Rebâti dans les années
récentes, sur l’emplacement du vieux gibet qui datait de Saint
Louis, Montfaucon se présentait comme une grande halle inachevée,
sans toit. Seize piliers de maçonnerie, debout contre le ciel,
s’élevaient d’une vaste plate-forme carrée qui elle-même
prenait assise sur de gros blocs de pierre brute. Au centre de la
plate-forme s’ouvrait une large fosse qui servait de charnier ; et
les potences s’alignaient le long de cette fosse. Les piliers de
maçonnerie étaient réunis par de doubles poutres et par des
chaînes de fer où l’on accrochait les corps après l’exécution
; on les y laissait pourrir au vent et aux corbeaux, pour servir
d’exemple et inspirer le respect de la justice royale.
Ce jour-là
une dizaine de corps se trouvaient suspendus, les uns nus, les autres
habillés jusqu’à la ceinture et les reins seulement ceints d’un
lambeau de toile, selon que les bourreaux avaient eu droit à tout ou
partie des vêtements. Certains de ces cadavres étaient presque déjà
à l’état de squelettes ; d’autres commençaient de se
décomposer, la face verte ou noire, avec d’affreuses liqueurs
suintant des oreilles et de la bouche, et des lambeaux de chair,
arrachés par le bec des oiseaux, rabattus sur les étoffes. Une
odeur horrible se répandait à l’entour.

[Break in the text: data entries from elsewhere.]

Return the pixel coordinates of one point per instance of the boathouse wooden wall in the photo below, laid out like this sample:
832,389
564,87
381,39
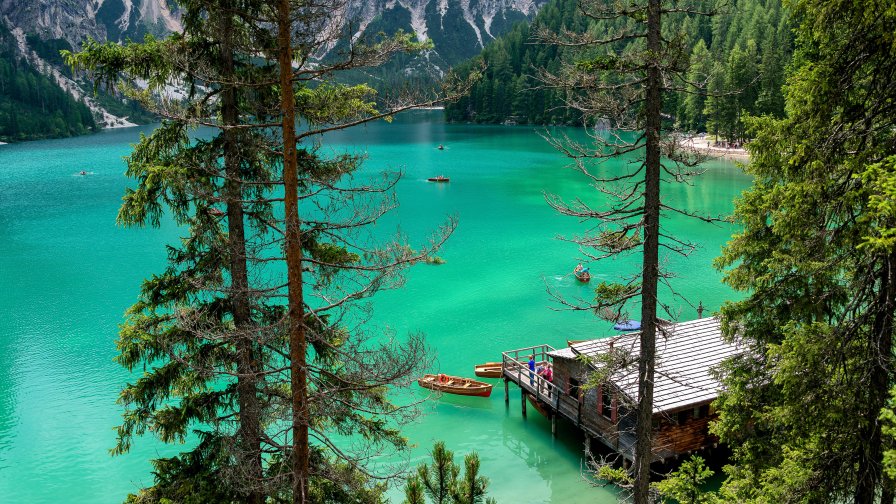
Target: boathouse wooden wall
676,433
683,431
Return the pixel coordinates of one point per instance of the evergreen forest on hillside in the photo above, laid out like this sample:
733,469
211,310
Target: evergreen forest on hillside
31,105
738,56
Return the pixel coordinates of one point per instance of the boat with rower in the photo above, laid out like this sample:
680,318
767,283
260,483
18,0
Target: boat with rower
582,274
455,385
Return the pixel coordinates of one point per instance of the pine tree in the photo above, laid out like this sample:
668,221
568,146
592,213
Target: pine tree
241,350
618,86
817,260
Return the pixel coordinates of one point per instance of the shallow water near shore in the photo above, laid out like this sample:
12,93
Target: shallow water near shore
69,273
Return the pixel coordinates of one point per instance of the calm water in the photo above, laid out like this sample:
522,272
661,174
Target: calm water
68,274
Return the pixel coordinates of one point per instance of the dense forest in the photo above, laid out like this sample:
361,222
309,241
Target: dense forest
31,105
738,55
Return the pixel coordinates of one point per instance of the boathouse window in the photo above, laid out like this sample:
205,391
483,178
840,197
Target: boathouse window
606,402
574,387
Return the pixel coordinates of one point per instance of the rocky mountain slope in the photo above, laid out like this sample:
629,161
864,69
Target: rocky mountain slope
458,29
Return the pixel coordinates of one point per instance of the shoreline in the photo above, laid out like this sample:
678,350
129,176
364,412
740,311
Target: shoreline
701,144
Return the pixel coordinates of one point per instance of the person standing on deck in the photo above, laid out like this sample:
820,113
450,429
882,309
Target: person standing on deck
532,370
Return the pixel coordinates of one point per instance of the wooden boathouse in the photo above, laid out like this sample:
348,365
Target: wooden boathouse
684,387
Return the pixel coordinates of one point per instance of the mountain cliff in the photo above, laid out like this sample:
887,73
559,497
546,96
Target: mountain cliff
458,29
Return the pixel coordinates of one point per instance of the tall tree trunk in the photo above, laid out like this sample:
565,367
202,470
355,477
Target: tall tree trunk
296,317
650,275
249,428
871,456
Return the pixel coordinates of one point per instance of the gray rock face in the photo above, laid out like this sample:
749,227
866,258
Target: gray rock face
77,20
458,28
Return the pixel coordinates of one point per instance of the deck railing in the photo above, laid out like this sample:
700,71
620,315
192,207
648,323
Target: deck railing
515,366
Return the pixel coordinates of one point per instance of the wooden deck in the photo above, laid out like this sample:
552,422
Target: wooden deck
515,369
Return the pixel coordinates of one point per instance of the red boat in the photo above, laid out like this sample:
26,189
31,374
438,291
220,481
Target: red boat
455,385
582,274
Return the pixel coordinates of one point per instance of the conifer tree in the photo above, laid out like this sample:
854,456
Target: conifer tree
240,350
817,259
618,85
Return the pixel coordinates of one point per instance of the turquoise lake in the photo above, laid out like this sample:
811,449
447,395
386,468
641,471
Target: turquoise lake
69,273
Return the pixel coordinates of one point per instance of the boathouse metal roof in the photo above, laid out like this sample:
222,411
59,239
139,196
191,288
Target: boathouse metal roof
685,354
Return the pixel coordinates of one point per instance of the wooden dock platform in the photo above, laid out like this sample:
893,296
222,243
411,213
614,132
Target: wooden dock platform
558,402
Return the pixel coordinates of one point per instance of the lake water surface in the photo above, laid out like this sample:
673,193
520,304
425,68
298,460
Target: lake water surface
69,273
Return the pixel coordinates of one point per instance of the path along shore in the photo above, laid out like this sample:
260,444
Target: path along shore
702,144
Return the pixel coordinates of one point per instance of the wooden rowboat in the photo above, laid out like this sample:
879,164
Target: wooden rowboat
489,370
455,385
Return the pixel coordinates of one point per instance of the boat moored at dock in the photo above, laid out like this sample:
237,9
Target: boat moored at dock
455,385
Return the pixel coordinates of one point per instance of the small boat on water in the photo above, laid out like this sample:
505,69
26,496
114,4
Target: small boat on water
627,325
489,370
455,385
582,274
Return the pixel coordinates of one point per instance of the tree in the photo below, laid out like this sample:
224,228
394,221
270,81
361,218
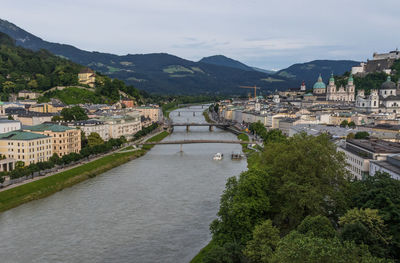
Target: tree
365,226
350,135
381,192
257,128
244,204
262,246
317,226
298,248
344,123
361,135
94,139
309,178
352,124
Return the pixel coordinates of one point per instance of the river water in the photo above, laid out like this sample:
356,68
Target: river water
153,209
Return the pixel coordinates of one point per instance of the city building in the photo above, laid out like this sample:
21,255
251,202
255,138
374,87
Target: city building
345,94
90,126
319,88
123,125
65,139
9,125
390,166
154,113
87,77
34,118
359,153
26,147
387,100
27,94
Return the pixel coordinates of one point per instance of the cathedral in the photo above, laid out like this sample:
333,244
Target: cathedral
387,99
343,93
332,93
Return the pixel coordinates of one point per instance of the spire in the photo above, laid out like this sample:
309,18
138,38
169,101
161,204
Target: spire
350,78
332,79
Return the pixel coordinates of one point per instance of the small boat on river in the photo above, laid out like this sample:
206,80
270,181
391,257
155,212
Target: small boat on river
218,156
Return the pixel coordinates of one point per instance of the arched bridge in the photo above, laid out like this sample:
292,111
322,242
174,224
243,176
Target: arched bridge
210,125
194,141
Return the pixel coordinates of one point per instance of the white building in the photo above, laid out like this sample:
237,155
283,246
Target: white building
126,125
90,126
391,166
359,153
9,125
342,93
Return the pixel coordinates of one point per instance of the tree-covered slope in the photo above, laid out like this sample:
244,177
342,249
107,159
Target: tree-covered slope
309,71
157,73
221,60
21,68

Une foule tôt levée,
nombreuse, était venue assister au supplice ; les archers formaient
cordon pour en contenir les remous.
Lorsque Marigny descendit de la
charrette, un prêtre s’approcha et le convia à faire l’aveu des
fautes pour lesquelles il était condamné.
— Non, mon père, dit
Marigny.
Il nia avoir voulu envoûter Louis X ou aucun prince royal,
nia avoir volé dans le Trésor, nia tous les chefs d’accusation
qu’on avait portés contre lui, et réaffirma que les actions qu’on
lui reprochait avaient toutes été commandées ou approuvées par le
feu roi son maître.
— Mais j’ai accompli pour de justes causes
des actes injustes, et de cela je me repens.
Précédé du
maître-bourreau, il gravit la rampe de pierre par laquelle on
accédait à la plate-forme et, avec cette autorité qu’il avait
toujours eue, il demanda en désignant les potences :
— Laquelle ?
Comme du haut d’une estrade, il jeta un dernier regard sur la
multitude hurlante. Il refusa d’avoir les mains liées.
— Qu’on
ne me maintienne point.
Il releva lui-même ses cheveux, et avança
sa tête de taureau dans le nœud coulant qu’on lui présentait. Il
prit un grand souffle, pour garder le plus longtemps possible la vie
dans ses poumons, serra les poings ; la corde, par six bras tirée,
l’éleva à deux toises du sol. La foule, qui pourtant n’attendait
que cela, poussa une immense clameur d’étonnement. Durant
plusieurs minutes elle vit Marigny se tordre, les yeux exorbités, la
face devenant bleue, puis violette, la langue sortie, et les bras et
les jambes s’agitant comme pour grimper le long d’un mât
invisible. Enfin les bras retombèrent, les convulsions diminuèrent
d’amplitude, s’arrêtèrent, et les yeux n’eurent plus de
regard. Et la foule, toujours surprenante parce que toujours
surprise, se tut. Valois avait ordonné que le condamné restât
entièrement habillé afin de demeurer mieux reconnaissable. Les
bourreaux descendirent le corps, le tirèrent par les pieds à
travers la plate-forme ; puis dressant leurs échelles sur le devant
du gibet, du côté de Paris, ils suspendirent aux chaînes, pour l’y
laisser pourrir entre les charognes de malfaiteurs inconnus, l’un
des plus grands ministres que la France ait jamais eus.